- Born: 23 October 1941 (age 84) Dalen, Lårdal Municipality, Reichskommissariat Norwegen (today Norway)
- Occupations: College lecturer children's writer non-fiction writer
- Employer: Oslo University College

= Magnhild Gravir =

Norwegian children's writer

Magnhild Gravir (born 1941) is a Norwegian children's writer and non-fiction writer, and former college lecturer.

==Life and career==
Born in Dalen, Telemark on 23 October 1941, Gravir graduated as cand.philol. from the University of Oslo in 1972. Her thesis is a treatment of the book Mysterium by Alfred Hauge.
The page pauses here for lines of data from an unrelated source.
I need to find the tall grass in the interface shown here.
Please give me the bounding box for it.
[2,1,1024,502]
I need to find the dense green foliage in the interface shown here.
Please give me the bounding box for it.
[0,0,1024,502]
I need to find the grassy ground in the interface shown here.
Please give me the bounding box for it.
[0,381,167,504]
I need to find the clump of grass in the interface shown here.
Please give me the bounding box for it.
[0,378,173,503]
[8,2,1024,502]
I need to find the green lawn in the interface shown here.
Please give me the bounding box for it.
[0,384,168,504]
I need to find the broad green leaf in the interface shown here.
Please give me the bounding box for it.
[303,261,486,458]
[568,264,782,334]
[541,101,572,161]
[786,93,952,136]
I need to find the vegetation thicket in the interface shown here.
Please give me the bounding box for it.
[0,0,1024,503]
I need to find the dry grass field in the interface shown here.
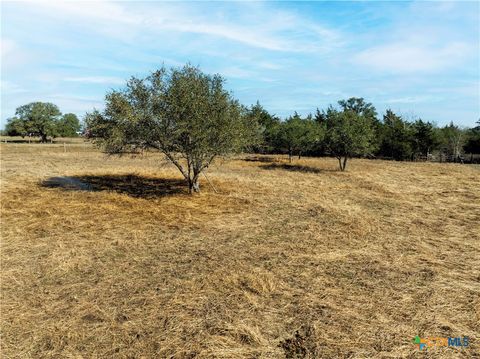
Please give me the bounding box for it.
[1,143,480,358]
She was appointed at Barnevernsakademiet from 1971 (later included into Oslo University College/OsloMet).

Her first children's book was Den eldande raude beveren from 1976, illustrated by Kjersti Scheen. The book contains stories about the little girl Ragnhild, which first appeared in the radio show for small children, Barnetimen for de minste. Ragnhild lives in a rural society, and both her mother and father are busy with work on their farm and in the forest, while her elder sister is a schoolgirl, and Ragnhild has to play much for herself. Her second book about Ragnhild, Den rare dagen (1977) earned her the Nynorsk barnelitteraturpris. Further books in the series are Ut å reise (1978), and Syttande mai (1979). The children's books, except for the first, were illustrated by Borghild Rud.

She wrote the textbook Bøker for barn – analyse – vurdering – formidling in 1979, jointly with Olav Imenes.